Description
JOHANNES VAN KEULEN I
Hemels Pleyn / Plani Caelestis, ca. 1680
Various astronomical problems could be solved with the drawn celestial chart, the adjustable armillary sphere and this planisphere.
Johannes van Keulen was the founder of a well-known publishing house that was dedicated to the publication of marine atlases and manuals of the sea throughout its bicentenary. Johannes was born in Deventer in 1654, the son of Gerrit van Keulen and Machteld Pouwels. It is assumed that the family moved to Amsterdam after 1656. Johannes joined the local booksellers’ guild in 1678. Between 1681 and 1684 he published his most important work, De Nieuwe Groote Ligtende Zee-Fakkel, in five volumes. In addition to books and sea charts, navigators could buy all kinds of navigational instruments, such as quadrants and protractors, from his shop. Johannes van Keulen died in Amsterdam in 1715. His son Gerard, a skilled engraver and mathematician, had already followed in his father’s footsteps in 1704 and continued the business after Johannes’s death.

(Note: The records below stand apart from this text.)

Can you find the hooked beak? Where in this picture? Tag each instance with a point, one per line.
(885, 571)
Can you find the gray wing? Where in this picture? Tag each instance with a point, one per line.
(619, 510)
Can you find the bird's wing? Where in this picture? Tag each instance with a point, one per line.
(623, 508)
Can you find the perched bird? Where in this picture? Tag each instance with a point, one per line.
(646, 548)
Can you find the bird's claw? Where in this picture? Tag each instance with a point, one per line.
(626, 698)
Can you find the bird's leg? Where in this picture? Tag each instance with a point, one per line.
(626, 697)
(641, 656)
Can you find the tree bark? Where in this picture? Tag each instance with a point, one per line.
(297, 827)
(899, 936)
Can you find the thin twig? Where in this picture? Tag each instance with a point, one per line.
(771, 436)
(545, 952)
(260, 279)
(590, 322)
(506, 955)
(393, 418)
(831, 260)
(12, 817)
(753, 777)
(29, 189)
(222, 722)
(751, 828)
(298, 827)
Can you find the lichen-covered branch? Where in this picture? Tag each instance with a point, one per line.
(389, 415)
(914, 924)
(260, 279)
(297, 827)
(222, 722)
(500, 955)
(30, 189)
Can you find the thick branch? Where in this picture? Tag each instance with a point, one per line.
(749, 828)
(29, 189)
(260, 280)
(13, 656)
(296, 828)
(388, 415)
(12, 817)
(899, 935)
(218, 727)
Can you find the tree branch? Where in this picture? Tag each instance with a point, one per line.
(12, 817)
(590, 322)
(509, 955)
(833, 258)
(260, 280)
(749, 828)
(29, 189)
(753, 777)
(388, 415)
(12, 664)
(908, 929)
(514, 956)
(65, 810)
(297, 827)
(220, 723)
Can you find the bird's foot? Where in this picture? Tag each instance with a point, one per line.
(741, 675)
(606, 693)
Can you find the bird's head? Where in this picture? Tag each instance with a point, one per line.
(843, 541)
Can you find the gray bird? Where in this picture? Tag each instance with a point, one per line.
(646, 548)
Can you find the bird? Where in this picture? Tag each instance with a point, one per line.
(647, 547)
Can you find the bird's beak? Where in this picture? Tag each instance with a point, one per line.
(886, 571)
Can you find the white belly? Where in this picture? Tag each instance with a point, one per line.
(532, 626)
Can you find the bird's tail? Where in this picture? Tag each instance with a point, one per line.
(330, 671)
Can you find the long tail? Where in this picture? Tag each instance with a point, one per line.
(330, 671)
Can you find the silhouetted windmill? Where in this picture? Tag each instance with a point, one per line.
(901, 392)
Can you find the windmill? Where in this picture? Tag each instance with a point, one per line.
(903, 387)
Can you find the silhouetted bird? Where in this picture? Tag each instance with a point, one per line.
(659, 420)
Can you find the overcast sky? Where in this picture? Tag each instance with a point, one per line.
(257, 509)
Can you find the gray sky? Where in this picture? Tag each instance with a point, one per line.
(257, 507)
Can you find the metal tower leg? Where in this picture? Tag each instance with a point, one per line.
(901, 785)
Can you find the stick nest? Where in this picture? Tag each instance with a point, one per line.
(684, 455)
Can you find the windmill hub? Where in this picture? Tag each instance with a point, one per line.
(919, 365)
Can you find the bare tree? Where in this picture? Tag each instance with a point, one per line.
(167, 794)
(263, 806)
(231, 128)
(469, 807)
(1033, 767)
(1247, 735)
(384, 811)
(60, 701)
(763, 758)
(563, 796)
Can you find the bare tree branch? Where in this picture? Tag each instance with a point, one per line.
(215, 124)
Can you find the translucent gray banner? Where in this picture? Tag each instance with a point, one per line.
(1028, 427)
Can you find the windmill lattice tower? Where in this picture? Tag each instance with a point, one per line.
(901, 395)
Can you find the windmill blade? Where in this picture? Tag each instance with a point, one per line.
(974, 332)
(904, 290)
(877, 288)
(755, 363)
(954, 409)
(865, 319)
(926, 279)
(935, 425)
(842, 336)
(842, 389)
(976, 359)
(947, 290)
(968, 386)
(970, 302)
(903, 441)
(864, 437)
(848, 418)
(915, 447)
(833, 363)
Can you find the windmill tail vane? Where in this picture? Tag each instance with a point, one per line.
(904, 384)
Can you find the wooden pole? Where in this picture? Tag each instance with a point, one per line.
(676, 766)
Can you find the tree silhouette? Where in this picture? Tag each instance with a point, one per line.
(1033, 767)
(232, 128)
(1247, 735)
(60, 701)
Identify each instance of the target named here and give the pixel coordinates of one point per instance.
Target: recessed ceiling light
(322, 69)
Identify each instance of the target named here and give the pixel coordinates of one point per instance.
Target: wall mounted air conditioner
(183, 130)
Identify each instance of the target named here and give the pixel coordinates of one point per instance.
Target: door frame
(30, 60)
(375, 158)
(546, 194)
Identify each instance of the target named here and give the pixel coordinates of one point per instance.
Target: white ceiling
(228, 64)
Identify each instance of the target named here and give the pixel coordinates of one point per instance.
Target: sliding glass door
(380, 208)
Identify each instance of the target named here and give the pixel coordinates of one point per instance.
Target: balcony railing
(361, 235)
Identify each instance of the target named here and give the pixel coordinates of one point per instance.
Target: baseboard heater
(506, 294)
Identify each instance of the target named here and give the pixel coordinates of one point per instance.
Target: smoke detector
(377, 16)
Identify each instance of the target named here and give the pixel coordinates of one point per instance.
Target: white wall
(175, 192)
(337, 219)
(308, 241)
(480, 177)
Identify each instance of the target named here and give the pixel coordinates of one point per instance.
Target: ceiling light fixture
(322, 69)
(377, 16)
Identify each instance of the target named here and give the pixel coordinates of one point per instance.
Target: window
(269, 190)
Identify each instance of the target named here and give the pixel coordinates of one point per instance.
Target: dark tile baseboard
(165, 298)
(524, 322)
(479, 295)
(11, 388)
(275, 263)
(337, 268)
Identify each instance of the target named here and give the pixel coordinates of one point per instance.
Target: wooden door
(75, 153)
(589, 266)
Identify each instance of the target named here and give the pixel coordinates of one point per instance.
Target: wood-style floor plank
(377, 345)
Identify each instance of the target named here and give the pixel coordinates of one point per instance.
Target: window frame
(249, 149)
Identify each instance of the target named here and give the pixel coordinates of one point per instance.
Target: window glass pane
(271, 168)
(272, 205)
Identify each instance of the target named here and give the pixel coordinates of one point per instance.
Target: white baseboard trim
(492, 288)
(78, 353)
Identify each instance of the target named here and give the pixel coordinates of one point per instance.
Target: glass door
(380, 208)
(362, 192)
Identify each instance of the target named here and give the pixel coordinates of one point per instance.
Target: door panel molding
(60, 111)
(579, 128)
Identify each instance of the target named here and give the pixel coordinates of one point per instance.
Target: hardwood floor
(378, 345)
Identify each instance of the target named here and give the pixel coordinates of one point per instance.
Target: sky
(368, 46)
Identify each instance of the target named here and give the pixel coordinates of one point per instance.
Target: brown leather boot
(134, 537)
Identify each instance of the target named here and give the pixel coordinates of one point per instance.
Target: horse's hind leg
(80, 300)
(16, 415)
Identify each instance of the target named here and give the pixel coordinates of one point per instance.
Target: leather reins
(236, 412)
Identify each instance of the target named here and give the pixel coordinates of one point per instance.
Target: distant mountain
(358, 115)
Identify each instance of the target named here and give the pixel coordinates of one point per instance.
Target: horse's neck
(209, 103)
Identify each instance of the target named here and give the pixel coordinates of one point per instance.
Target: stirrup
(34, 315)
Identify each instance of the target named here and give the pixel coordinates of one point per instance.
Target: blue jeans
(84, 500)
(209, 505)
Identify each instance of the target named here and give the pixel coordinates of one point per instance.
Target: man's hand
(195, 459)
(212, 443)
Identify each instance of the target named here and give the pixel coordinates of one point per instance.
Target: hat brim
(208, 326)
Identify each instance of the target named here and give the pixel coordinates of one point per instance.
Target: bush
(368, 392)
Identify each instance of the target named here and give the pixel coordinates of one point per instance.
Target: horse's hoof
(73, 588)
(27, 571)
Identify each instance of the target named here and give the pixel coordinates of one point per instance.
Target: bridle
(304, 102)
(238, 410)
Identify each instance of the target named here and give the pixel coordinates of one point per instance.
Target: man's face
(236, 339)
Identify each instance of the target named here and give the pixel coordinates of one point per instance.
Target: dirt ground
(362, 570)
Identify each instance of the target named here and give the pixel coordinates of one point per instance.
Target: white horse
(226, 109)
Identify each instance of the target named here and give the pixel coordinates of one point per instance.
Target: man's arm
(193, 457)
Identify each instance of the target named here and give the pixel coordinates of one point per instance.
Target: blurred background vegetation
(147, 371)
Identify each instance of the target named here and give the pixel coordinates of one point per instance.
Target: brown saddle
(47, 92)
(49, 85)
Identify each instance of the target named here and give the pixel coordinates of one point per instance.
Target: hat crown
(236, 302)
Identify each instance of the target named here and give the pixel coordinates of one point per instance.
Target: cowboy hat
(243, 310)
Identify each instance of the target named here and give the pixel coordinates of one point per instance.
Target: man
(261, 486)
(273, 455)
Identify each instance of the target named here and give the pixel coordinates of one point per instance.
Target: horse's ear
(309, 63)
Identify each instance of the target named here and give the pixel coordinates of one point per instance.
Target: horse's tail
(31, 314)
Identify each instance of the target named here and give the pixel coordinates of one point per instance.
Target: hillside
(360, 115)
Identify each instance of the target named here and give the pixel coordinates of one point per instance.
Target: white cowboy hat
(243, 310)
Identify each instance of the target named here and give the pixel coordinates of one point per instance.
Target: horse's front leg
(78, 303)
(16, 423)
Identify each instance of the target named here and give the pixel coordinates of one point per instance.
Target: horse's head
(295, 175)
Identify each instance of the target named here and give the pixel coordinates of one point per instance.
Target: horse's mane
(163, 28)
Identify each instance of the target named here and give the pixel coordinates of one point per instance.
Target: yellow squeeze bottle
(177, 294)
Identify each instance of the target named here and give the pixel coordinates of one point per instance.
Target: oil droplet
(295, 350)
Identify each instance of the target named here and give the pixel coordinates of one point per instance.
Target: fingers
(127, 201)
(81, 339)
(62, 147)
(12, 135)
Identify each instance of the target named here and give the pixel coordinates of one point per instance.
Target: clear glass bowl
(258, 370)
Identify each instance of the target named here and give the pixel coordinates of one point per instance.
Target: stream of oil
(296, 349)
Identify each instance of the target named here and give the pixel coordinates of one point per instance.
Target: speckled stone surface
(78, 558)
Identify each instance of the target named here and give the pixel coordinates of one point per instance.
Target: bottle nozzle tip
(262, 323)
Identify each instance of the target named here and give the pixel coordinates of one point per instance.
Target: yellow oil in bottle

Johannes van Keulen’s most important publications are the navigator’s guide De Groote Ligtende Zee-Fakkel (1681-1684) and the Zee-atlas ofte Water-werelt (1695). As Johannes van Keulen was not a cartographer, he worked closely with the mathematician Claes Janszoon Vooght. Vooght was the creator of most of the maps published by Johannes van Keulen. The Groote Ligtende Zee-Fakkel contained for the first time in history the cartography of the coasts of the whole world, with the exception of the Dutch East Indies (these maps were kept secret by the Vereenigde Oost-Indische Compagnie). At the end of the 17th century, Johannas van Keulen was the leading publisher of sea charts in Amsterdam.